= Jorge Moll Filho =

Brazilian billionaire businessman

Jorge Neval Moll Filho (born January 23, 1946) is a Brazilian cardiologist and entrepreneur. He founded Rede D'Or, which is one of the largest Brazilian hospital and lab operators.

Moll began acquiring clinics and laboratories in Rio de Janeiro in 1977, at the age of 33. He later founded the Cardiolab diagnostic clinic group. In 1994, he purchased the former Copa D’Or hotel in Copacabana and converted it into the Copa D’Or hospital. In 1998, he bought a hotel in Barra da Tijuca and opened the Barra D’Or hospital.
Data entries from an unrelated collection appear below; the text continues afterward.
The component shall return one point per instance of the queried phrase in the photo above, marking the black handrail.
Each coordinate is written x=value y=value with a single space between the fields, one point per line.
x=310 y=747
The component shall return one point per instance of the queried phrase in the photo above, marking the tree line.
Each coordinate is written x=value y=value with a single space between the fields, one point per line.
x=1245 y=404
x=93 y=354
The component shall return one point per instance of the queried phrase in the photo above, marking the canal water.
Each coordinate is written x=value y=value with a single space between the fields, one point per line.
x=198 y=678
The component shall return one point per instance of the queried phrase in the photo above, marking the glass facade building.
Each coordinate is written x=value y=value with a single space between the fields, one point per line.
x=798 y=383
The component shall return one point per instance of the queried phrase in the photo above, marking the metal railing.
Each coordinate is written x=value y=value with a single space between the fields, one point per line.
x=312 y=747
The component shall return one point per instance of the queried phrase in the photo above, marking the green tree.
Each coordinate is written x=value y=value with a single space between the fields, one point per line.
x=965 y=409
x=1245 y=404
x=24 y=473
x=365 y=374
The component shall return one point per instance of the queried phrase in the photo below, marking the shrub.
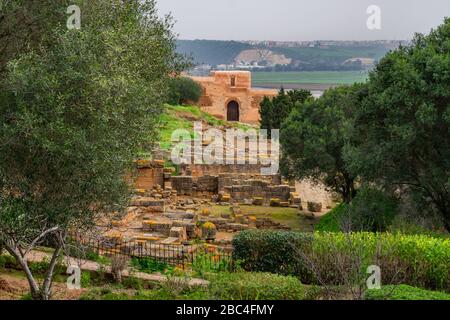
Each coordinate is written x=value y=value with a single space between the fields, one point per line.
x=405 y=292
x=255 y=286
x=183 y=90
x=413 y=259
x=208 y=262
x=269 y=251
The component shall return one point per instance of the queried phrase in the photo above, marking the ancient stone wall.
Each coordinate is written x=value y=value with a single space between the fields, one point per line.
x=223 y=87
x=198 y=170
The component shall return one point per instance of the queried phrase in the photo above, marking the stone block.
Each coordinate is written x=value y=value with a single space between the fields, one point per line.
x=314 y=206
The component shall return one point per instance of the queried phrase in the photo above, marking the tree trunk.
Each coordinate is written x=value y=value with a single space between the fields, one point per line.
x=37 y=292
x=348 y=189
x=48 y=279
x=34 y=286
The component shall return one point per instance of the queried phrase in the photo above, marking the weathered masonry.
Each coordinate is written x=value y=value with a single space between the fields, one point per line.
x=229 y=95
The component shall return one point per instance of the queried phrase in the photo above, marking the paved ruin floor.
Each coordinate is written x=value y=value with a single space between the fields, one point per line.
x=294 y=219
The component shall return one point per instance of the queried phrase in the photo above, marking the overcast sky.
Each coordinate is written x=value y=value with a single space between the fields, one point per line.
x=297 y=20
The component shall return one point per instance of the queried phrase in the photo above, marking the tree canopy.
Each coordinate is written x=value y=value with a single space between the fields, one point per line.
x=313 y=138
x=404 y=122
x=274 y=111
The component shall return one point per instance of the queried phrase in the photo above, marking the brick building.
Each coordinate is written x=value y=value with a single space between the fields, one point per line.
x=229 y=95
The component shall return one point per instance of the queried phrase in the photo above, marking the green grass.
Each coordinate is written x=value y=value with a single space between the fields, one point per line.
x=290 y=217
x=405 y=292
x=309 y=77
x=183 y=117
x=330 y=221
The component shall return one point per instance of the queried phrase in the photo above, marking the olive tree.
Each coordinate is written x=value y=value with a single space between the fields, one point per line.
x=404 y=122
x=73 y=115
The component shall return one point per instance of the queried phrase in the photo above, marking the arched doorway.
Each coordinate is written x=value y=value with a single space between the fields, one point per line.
x=233 y=111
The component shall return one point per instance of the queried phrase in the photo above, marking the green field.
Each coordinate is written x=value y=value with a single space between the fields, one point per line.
x=309 y=77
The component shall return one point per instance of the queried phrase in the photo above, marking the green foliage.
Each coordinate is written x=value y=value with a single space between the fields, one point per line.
x=132 y=283
x=274 y=112
x=414 y=259
x=39 y=267
x=183 y=90
x=270 y=251
x=403 y=124
x=255 y=286
x=7 y=261
x=150 y=265
x=85 y=279
x=330 y=221
x=313 y=138
x=206 y=263
x=405 y=292
x=371 y=210
x=212 y=52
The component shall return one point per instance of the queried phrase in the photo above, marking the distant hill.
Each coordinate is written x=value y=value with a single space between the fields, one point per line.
x=212 y=52
x=316 y=56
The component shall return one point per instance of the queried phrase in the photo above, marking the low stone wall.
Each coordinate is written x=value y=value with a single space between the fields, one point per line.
x=260 y=190
x=183 y=185
x=199 y=170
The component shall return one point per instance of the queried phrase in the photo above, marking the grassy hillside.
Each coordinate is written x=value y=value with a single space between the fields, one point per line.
x=183 y=117
x=210 y=51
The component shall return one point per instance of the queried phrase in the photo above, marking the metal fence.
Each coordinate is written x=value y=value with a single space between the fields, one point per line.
x=183 y=256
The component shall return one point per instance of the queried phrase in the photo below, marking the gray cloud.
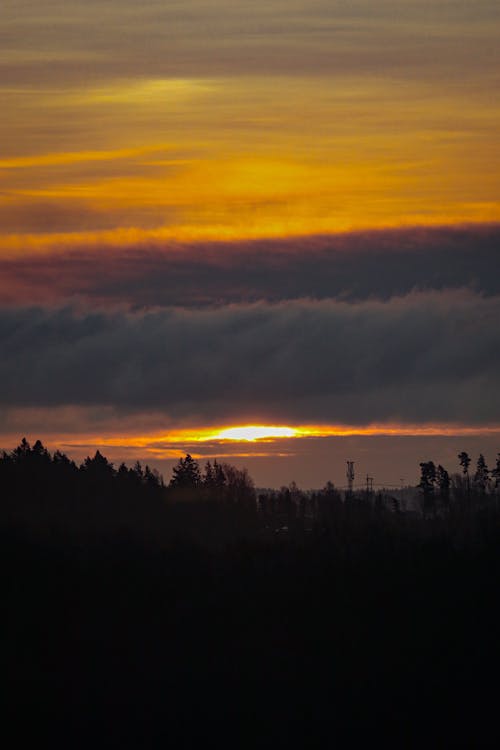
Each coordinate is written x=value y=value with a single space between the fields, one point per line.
x=82 y=41
x=422 y=357
x=356 y=266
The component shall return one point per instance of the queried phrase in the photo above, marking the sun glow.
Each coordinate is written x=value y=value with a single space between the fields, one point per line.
x=252 y=433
By 2014, Moll had become a billionaire and owned a majority of the medical facilities in Rio de Janeiro. In 2015, Rede D’Or acquired the healthcare group São Luiz. Rede D’Or São Luiz provides medical treatment with a focus on oncology, neurology, cardiology, gynecology, and dermatology. Moll owns 72% of the company, while 23% is owned by the investment bank BTG Pactual.

Jorge Moll Filho made the 2026 Forbes Billionaires List with an estimated wealth of $6.4 billion and occupied the 509th position. Additionally, in August 2026, he is currently the 646th wealthiest person in the world.